Nursing School, Zheng Zhou Railway Vocational and Technical College, Zhengzhou, 451460, Henan, China.
Department of Medical Nursing, College of Nursing, Hebei University of Chinese Medicine, Shijiazhuang, 050200, Hebei, China.
Inflamm Res. 2022 Jun;71(5-6):565-576. doi: 10.1007/s00011-022-01576-0. Epub 2022 Apr 30.
Chronic obstructive pulmonary disease (COPD) is a chronic airway disease with airflow limitation and abnormal inflammatory response. It has been verified that SOX9 plays a key role in lung function of various lung diseases and SOX9 is closely associated with COPD. Additionally, literature has reported that STIM1 is involved in lung injury and is highly expressed in neutrophils from COPD patients. This study aimed to characterize the biological roles of SOX9 and STIM1 in the pathogenesis of COPD and to elucidate the regulatory mechanism.
Human bronchial epithelial cells (BEAS-2B) were treated with CSE to construct in vitro COPD model. The levels of SOX9 and STIM1 in CSE-treated BEAS-2B cells were detected by western blot and RT-qPCR assay. Then, JASPAR datasets were utilized to analyze SOX9 binding sites in the promoter region of STIM1. Besides, luciferase reporter assay and ChIP assay were employed to validate the binding sites in STIM1 promoter region to SOX9. In addition, viability and apoptosis of BEAS-2B cells were assessed by utilizing MTT assay and TUNEL staining. ELISA kits and corresponding commercial kits were applied to measure the levels of TNF-α, IL-6, IL-1β, SOD, GSH-Px and MDA.
CSE treatment dose- and time-dependently reduced SOX9 expression in BEAS-2B cells.
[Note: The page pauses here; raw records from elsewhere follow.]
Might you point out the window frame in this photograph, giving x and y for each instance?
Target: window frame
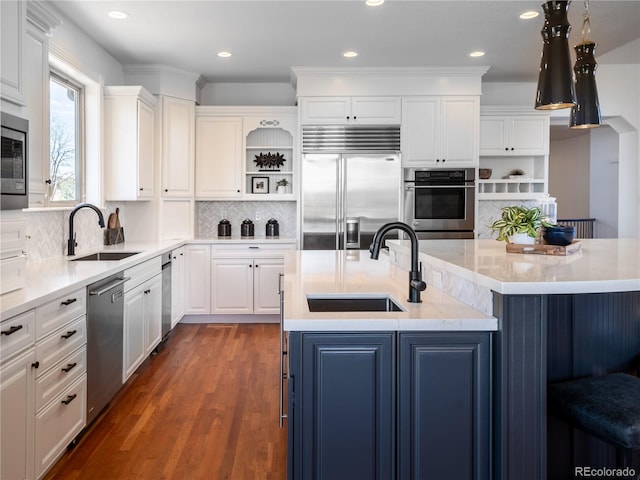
(67, 80)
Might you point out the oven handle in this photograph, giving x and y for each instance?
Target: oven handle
(409, 187)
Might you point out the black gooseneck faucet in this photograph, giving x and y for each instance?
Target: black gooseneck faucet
(416, 285)
(71, 242)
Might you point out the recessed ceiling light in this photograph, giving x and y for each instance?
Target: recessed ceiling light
(529, 14)
(118, 14)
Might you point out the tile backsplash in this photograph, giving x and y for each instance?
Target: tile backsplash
(208, 214)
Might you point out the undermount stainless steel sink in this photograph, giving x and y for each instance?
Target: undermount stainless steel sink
(352, 303)
(105, 256)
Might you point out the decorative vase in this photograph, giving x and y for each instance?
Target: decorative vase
(522, 239)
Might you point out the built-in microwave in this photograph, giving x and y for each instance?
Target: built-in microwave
(14, 163)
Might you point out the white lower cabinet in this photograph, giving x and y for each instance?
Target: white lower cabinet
(142, 314)
(245, 285)
(17, 411)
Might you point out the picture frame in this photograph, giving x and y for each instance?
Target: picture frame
(259, 184)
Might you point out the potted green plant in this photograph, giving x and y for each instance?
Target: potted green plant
(519, 224)
(281, 185)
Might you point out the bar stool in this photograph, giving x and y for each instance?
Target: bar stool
(607, 407)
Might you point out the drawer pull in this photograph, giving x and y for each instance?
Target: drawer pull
(69, 399)
(12, 330)
(69, 334)
(69, 367)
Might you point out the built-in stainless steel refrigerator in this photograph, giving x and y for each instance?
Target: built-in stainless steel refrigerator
(346, 198)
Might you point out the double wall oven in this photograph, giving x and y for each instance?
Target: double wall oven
(440, 203)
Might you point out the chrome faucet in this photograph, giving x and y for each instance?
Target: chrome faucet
(71, 242)
(416, 285)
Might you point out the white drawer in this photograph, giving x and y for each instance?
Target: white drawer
(18, 333)
(59, 423)
(60, 377)
(56, 313)
(142, 272)
(13, 273)
(12, 237)
(57, 346)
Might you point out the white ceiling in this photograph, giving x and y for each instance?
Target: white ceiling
(268, 37)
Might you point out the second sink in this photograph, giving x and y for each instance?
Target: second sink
(352, 303)
(105, 256)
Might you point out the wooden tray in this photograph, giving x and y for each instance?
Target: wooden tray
(570, 249)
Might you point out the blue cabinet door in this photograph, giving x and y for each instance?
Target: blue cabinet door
(444, 408)
(342, 406)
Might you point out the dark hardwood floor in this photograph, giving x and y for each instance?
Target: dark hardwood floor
(205, 407)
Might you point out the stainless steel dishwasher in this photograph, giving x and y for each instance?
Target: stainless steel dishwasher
(105, 334)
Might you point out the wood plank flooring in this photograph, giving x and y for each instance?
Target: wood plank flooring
(205, 407)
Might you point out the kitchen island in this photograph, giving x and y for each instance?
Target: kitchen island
(393, 394)
(558, 318)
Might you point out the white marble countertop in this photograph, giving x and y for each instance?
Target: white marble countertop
(52, 278)
(353, 272)
(602, 265)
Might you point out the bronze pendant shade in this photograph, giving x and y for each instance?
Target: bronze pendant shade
(555, 79)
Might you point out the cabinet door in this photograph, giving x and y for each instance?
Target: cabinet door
(197, 279)
(153, 313)
(14, 20)
(17, 412)
(443, 406)
(177, 285)
(381, 110)
(322, 110)
(343, 423)
(232, 285)
(146, 118)
(218, 157)
(266, 278)
(418, 135)
(178, 138)
(134, 331)
(459, 131)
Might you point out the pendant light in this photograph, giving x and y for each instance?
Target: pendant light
(555, 79)
(586, 112)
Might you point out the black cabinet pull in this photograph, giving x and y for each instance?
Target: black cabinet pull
(69, 367)
(69, 334)
(69, 399)
(12, 330)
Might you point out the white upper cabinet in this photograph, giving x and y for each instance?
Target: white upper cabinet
(355, 110)
(129, 143)
(218, 157)
(178, 140)
(13, 16)
(511, 135)
(440, 131)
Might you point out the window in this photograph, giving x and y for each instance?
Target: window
(66, 128)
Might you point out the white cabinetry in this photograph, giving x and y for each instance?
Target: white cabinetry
(218, 157)
(129, 143)
(356, 110)
(142, 314)
(197, 279)
(178, 147)
(244, 280)
(229, 140)
(511, 135)
(13, 16)
(440, 131)
(177, 285)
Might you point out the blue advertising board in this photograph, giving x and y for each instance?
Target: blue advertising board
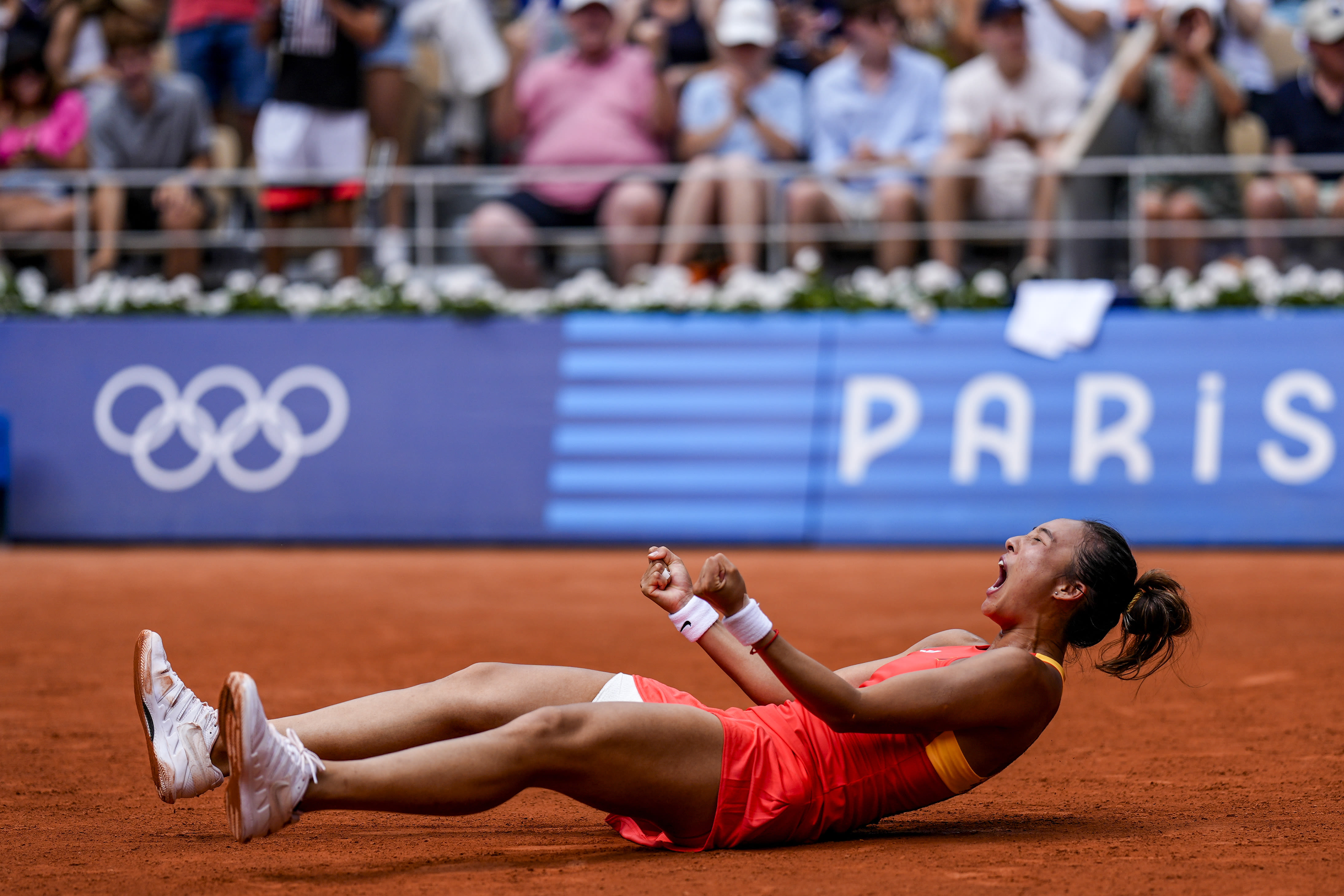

SOX9 overexpression enhanced the viability and suppressed the apoptosis of CSE-treated BEAS-2B cells as well as attenuated CSE-induced inflammation and oxidative stress. Then, it was validated that SOX9 bound to the promoter region of STIM1. Moreover, SOX9 overexpression-mediated impacts on cell viability, cell apoptosis, inflammation and oxidative stress in CSE-treated BEAS-2B cells were partially abolished by upregulation of STIM1.
To sum up, results here suggested that overexpression of SOX9 could mitigate inflammatory injury in CSE-treated bronchial epithelial cells by suppressing STIM1.
慢性阻塞性肺疾病(COPD)是一种以气流受限和异常炎症反应为特征的慢性气道疾病。已有研究证实,SOX9 在各种肺部疾病的肺功能中发挥关键作用,并且与 COPD 密切相关。此外,文献报道 STIM1 参与肺损伤,并且在 COPD 患者的中性粒细胞中高度表达。本研究旨在阐明 SOX9 和 STIM1 在 COPD 发病机制中的生物学作用及其调控机制。
用 CSE 处理人支气管上皮细胞(BEAS-2B)构建体外 COPD 模型。通过 Western blot 和 RT-qPCR 检测 CSE 处理的 BEAS-2B 细胞中 SOX9 和 STIM1 的水平。然后,利用 JASPAR 数据集分析 SOX9 在 STIM1 启动子区域的结合位点。此外,还利用荧光素酶报告基因检测和 ChIP 检测来验证 STIM1 启动子区域与 SOX9 的结合位点。另外,通过 MTT 检测和 TUNEL 染色评估 BEAS-2B 细胞的活力和凋亡。采用 ELISA 试剂盒和相应的商业试剂盒测定 TNF-α、IL-6、IL-1β、SOD、GSH-Px 和 MDA 的水平。
CSE 处理呈剂量和时间依赖性地降低 BEAS-2B 细胞中 SOX9 的表达。SOX9 过表达增强了 CSE 处理的 BEAS-2B 细胞的活力,抑制了细胞凋亡,并减轻了 CSE 诱导的炎症和氧化应激。然后,验证了 SOX9 与 STIM1 的启动子区域结合。此外,SOX9 过表达介导的对 CSE 处理的 BEAS-2B 细胞中细胞活力、细胞凋亡、炎症和氧化应激的影响,部分被 STIM1 的上调所消除。
总之,结果表明,SOX9 的过表达通过抑制 STIM1 减轻 CSE 处理的支气管上皮细胞中的炎症损伤。